Methods Included:
- Code Mixing Index
- Multilingual Index
- Language Entropy
- I-index : Prob of Switching
- Burstiness
- Span Entropy
- Memory
- SPAvg : returns switching points. calculate avg over corpus
>> from cs_metrics import *
>> sample = 'EN EN HI HI UNIV UNIV HI HI EN EN EN HI HI'
>> cmi(sample)
>> 45.45454545454546
>> mindex(sample)
>> 0.9836065573770497
>> lang_entropy(sample)
>> 0.9940302114769565
>> burstiness(sample)
>> -0.4835086004775133
Sample code:
import pandas as pd
from run import calc
df = pd.read_csv('data_combined_get_splits_v1.csv')
df = df.dropna(subset=['langtags'])
df['langtags'] = df['langtags'].apply(eval)
# we also need to filter the df to remove monolingual sents and sents with only 1 word
df['langtags'] = df['langtags'].apply(lambda x: np.nan if not set(['hi', 'en']).issubset(x) else x)

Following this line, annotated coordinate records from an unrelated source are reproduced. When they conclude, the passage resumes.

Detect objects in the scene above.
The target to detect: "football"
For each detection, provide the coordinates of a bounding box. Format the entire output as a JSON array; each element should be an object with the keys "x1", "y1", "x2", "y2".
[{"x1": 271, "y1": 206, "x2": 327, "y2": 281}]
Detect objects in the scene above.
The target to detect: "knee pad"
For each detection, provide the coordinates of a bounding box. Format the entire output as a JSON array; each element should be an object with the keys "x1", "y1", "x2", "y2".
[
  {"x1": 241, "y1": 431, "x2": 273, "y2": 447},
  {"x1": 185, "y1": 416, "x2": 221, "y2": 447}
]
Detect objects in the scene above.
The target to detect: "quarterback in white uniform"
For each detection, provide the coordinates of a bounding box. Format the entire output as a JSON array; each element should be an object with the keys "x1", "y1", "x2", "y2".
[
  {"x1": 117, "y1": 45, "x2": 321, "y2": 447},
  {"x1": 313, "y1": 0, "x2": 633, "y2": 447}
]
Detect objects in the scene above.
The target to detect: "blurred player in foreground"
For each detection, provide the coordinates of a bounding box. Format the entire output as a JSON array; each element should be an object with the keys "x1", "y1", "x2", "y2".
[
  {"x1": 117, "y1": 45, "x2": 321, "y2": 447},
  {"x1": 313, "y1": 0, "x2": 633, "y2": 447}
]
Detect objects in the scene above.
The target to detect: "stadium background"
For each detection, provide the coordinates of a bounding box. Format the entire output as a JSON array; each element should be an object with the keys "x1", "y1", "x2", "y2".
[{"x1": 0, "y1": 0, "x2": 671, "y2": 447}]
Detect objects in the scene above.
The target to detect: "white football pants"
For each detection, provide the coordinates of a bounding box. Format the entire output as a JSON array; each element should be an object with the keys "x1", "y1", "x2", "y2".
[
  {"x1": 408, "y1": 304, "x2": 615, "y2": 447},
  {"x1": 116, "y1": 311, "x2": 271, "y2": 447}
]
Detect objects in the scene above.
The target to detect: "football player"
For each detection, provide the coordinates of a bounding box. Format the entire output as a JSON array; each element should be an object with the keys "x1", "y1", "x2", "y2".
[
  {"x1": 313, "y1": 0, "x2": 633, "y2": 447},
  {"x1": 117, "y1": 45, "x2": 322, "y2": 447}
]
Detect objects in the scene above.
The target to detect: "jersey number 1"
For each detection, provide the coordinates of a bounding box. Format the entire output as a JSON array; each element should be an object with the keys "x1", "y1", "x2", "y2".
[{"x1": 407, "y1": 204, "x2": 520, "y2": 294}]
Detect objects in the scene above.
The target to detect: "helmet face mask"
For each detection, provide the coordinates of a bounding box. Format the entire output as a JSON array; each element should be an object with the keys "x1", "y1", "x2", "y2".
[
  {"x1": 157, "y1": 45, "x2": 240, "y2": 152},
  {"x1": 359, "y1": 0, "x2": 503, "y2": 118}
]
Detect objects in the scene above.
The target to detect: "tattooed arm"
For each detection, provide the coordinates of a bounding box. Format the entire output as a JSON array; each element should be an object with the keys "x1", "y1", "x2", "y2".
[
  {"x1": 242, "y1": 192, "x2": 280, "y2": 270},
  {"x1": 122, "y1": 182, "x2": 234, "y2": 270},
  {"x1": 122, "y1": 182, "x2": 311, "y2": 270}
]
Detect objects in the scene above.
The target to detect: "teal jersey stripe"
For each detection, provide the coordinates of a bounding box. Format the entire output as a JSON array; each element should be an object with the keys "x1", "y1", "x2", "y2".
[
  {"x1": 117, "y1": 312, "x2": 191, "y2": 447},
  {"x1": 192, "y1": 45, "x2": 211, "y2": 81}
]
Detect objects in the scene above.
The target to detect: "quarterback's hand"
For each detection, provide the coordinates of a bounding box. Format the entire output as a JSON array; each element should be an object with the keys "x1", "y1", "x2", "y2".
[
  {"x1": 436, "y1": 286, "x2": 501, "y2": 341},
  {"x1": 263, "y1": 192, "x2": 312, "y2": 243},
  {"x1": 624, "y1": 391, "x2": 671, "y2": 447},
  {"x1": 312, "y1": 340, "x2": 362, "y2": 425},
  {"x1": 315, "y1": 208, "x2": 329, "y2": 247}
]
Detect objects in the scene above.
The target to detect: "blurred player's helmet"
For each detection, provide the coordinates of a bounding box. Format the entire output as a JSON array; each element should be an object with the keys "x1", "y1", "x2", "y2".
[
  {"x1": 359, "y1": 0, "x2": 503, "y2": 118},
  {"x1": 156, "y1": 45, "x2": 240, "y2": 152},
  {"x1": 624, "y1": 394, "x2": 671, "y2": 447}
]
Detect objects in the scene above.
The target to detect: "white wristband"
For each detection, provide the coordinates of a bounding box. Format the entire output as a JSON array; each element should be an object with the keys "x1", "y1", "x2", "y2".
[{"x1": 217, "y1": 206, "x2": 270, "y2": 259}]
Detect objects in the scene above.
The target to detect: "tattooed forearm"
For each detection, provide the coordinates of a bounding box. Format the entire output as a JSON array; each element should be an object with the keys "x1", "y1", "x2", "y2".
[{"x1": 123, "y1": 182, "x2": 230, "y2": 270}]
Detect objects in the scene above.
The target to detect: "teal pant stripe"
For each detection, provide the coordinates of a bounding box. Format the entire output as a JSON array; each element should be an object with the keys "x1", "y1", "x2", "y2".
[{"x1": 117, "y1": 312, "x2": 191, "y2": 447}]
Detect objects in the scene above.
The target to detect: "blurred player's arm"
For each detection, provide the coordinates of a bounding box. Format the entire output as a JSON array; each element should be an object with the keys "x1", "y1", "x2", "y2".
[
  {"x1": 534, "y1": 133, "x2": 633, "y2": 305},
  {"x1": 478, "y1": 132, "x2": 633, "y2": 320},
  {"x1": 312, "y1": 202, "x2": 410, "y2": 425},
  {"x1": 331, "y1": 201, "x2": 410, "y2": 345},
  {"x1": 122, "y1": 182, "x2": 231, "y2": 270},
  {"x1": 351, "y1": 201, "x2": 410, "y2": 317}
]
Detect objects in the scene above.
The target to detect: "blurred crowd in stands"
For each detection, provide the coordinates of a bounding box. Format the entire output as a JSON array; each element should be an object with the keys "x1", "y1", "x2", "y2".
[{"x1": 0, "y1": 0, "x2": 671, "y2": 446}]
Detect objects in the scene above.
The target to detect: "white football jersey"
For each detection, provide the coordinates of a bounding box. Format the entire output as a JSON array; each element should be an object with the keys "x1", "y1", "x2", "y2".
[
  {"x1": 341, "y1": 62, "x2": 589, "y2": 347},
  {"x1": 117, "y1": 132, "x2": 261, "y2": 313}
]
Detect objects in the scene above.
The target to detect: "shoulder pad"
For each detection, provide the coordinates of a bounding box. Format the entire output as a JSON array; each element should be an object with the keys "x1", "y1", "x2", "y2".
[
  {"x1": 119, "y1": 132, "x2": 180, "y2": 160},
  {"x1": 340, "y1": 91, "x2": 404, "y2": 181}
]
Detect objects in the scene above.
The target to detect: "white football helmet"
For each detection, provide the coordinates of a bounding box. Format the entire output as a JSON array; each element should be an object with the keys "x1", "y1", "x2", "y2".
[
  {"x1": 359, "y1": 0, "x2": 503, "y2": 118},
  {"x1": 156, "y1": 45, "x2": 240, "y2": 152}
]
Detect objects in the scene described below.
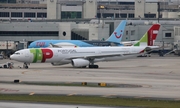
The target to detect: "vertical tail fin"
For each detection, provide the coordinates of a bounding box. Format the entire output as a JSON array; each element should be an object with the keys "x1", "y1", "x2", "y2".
[
  {"x1": 106, "y1": 20, "x2": 126, "y2": 43},
  {"x1": 134, "y1": 24, "x2": 160, "y2": 46}
]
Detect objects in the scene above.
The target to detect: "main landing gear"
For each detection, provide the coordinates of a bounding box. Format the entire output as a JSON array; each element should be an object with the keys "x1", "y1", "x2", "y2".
[
  {"x1": 89, "y1": 59, "x2": 99, "y2": 69},
  {"x1": 23, "y1": 63, "x2": 28, "y2": 69},
  {"x1": 89, "y1": 65, "x2": 99, "y2": 68}
]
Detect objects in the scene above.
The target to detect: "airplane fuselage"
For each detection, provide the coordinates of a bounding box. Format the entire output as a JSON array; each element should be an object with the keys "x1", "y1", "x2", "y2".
[{"x1": 11, "y1": 46, "x2": 145, "y2": 64}]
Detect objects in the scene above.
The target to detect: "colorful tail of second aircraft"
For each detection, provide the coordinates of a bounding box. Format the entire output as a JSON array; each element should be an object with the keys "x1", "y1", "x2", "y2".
[
  {"x1": 134, "y1": 24, "x2": 160, "y2": 46},
  {"x1": 106, "y1": 20, "x2": 126, "y2": 43}
]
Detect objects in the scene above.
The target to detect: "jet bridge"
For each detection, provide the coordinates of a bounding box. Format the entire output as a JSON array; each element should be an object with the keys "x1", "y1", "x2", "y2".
[{"x1": 71, "y1": 28, "x2": 89, "y2": 40}]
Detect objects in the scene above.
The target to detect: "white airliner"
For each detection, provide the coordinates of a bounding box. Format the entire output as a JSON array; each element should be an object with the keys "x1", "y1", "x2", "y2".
[
  {"x1": 10, "y1": 24, "x2": 160, "y2": 68},
  {"x1": 10, "y1": 46, "x2": 157, "y2": 68}
]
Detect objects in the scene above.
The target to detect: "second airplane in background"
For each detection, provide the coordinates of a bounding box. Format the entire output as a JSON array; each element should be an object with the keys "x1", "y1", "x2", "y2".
[
  {"x1": 28, "y1": 20, "x2": 126, "y2": 48},
  {"x1": 10, "y1": 24, "x2": 160, "y2": 68}
]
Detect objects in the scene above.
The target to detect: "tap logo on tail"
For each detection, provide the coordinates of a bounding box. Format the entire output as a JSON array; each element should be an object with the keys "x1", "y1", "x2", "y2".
[
  {"x1": 30, "y1": 49, "x2": 53, "y2": 63},
  {"x1": 114, "y1": 30, "x2": 122, "y2": 39}
]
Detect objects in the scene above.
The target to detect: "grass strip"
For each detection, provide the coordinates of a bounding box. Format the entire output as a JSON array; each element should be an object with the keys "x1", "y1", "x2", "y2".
[{"x1": 0, "y1": 94, "x2": 180, "y2": 108}]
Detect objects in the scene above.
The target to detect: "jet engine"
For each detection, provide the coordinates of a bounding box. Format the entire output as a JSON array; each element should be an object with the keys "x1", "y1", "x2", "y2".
[
  {"x1": 51, "y1": 62, "x2": 68, "y2": 66},
  {"x1": 71, "y1": 59, "x2": 90, "y2": 67}
]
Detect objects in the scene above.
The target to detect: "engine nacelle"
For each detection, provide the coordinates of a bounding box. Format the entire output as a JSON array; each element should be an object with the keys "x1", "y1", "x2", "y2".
[
  {"x1": 71, "y1": 59, "x2": 90, "y2": 67},
  {"x1": 51, "y1": 62, "x2": 68, "y2": 66}
]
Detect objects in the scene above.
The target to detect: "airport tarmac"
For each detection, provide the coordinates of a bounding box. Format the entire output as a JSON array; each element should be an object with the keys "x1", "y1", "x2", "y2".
[{"x1": 0, "y1": 56, "x2": 180, "y2": 100}]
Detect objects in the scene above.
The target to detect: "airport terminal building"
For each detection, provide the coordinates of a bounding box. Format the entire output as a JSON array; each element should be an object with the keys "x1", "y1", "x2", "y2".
[{"x1": 0, "y1": 0, "x2": 180, "y2": 47}]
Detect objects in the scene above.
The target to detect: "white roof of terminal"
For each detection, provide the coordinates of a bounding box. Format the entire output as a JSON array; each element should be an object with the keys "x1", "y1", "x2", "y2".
[{"x1": 97, "y1": 0, "x2": 180, "y2": 2}]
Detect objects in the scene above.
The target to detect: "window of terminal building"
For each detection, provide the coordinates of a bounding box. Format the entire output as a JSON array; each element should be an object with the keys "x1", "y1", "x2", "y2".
[
  {"x1": 165, "y1": 33, "x2": 172, "y2": 37},
  {"x1": 131, "y1": 30, "x2": 135, "y2": 35},
  {"x1": 61, "y1": 12, "x2": 82, "y2": 19},
  {"x1": 37, "y1": 13, "x2": 47, "y2": 18},
  {"x1": 11, "y1": 12, "x2": 22, "y2": 17},
  {"x1": 126, "y1": 31, "x2": 128, "y2": 35},
  {"x1": 128, "y1": 14, "x2": 134, "y2": 18},
  {"x1": 24, "y1": 12, "x2": 36, "y2": 18},
  {"x1": 120, "y1": 14, "x2": 127, "y2": 18},
  {"x1": 118, "y1": 2, "x2": 134, "y2": 5},
  {"x1": 0, "y1": 12, "x2": 9, "y2": 17},
  {"x1": 115, "y1": 14, "x2": 120, "y2": 18},
  {"x1": 144, "y1": 13, "x2": 156, "y2": 18}
]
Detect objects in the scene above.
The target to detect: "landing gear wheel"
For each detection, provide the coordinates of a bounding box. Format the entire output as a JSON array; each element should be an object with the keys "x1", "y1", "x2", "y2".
[
  {"x1": 24, "y1": 66, "x2": 28, "y2": 69},
  {"x1": 89, "y1": 65, "x2": 99, "y2": 68},
  {"x1": 23, "y1": 63, "x2": 28, "y2": 69},
  {"x1": 81, "y1": 66, "x2": 86, "y2": 68}
]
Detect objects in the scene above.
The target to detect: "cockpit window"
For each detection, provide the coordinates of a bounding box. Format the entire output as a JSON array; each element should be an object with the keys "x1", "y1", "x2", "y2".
[{"x1": 15, "y1": 52, "x2": 20, "y2": 55}]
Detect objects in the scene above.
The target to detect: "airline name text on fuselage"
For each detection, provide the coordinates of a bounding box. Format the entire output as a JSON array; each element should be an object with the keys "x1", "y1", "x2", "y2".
[{"x1": 58, "y1": 49, "x2": 77, "y2": 54}]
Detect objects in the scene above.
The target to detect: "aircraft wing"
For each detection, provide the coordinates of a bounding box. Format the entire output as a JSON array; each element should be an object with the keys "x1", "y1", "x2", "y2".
[
  {"x1": 65, "y1": 53, "x2": 124, "y2": 60},
  {"x1": 49, "y1": 43, "x2": 62, "y2": 48}
]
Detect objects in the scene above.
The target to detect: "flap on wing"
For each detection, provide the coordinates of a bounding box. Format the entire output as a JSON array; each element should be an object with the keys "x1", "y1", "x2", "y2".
[
  {"x1": 66, "y1": 53, "x2": 124, "y2": 60},
  {"x1": 49, "y1": 43, "x2": 62, "y2": 48}
]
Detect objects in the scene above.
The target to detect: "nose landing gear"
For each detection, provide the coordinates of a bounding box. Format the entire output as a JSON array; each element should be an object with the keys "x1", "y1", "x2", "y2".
[{"x1": 23, "y1": 63, "x2": 28, "y2": 69}]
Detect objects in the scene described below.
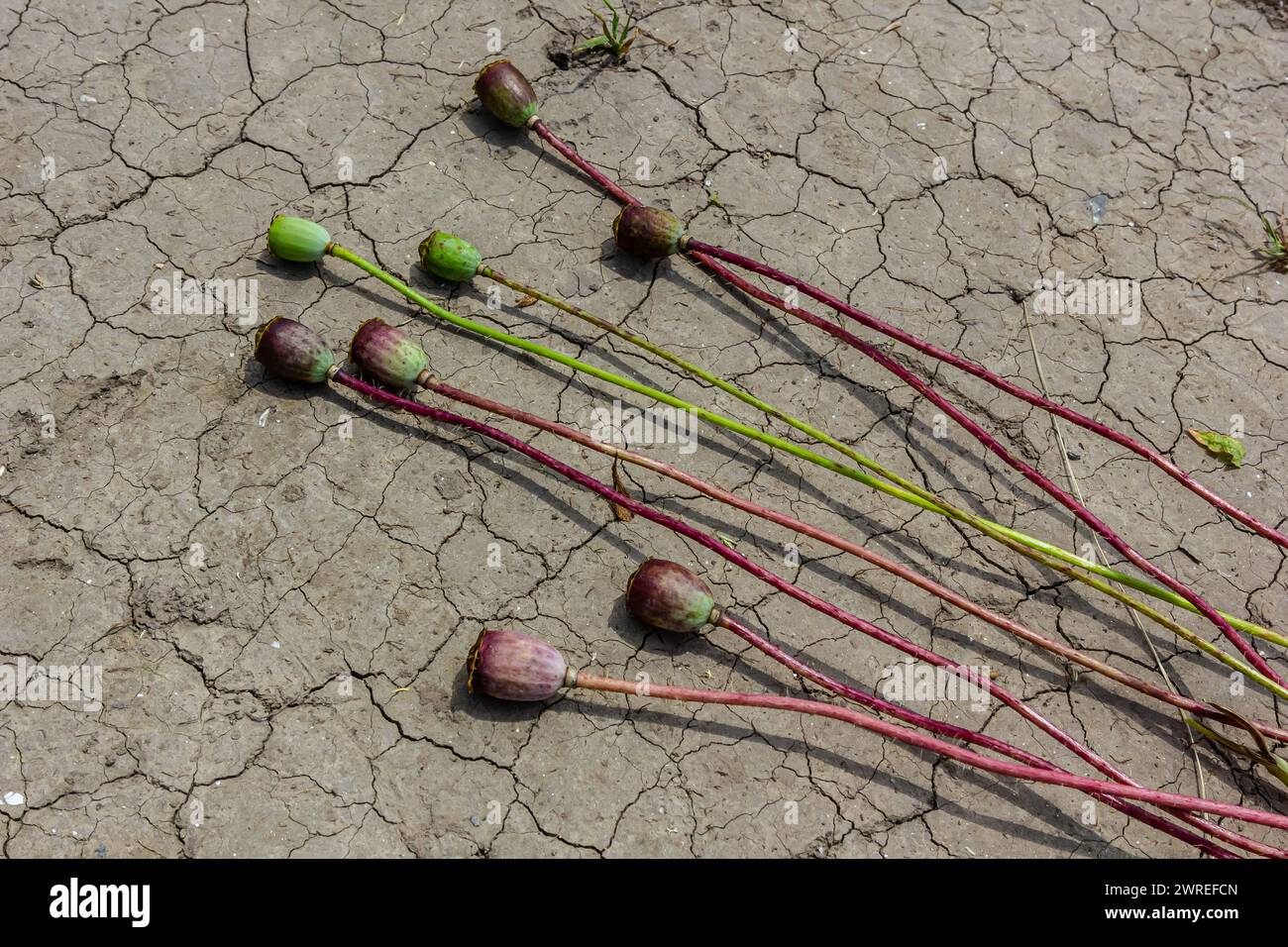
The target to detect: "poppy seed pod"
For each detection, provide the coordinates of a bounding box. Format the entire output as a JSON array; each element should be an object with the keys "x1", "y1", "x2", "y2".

df = df.dropna(subset=['langtags'])
print(calc(df.langtags.values[0], 'switch_surprisal'))
# see list of all supported functions in file run.py
df['langtags'] = df['langtags'].apply(lambda x: calc(x, 'switch_surprisal'))
To Dos:
[ ] Take list or str as input. Implemented for I-index
[ ] case insensitive lang_tags, other_tags. Implemented for I-index
[ ] take num of languages as an input argument
[ ] take num of other tags as an input argument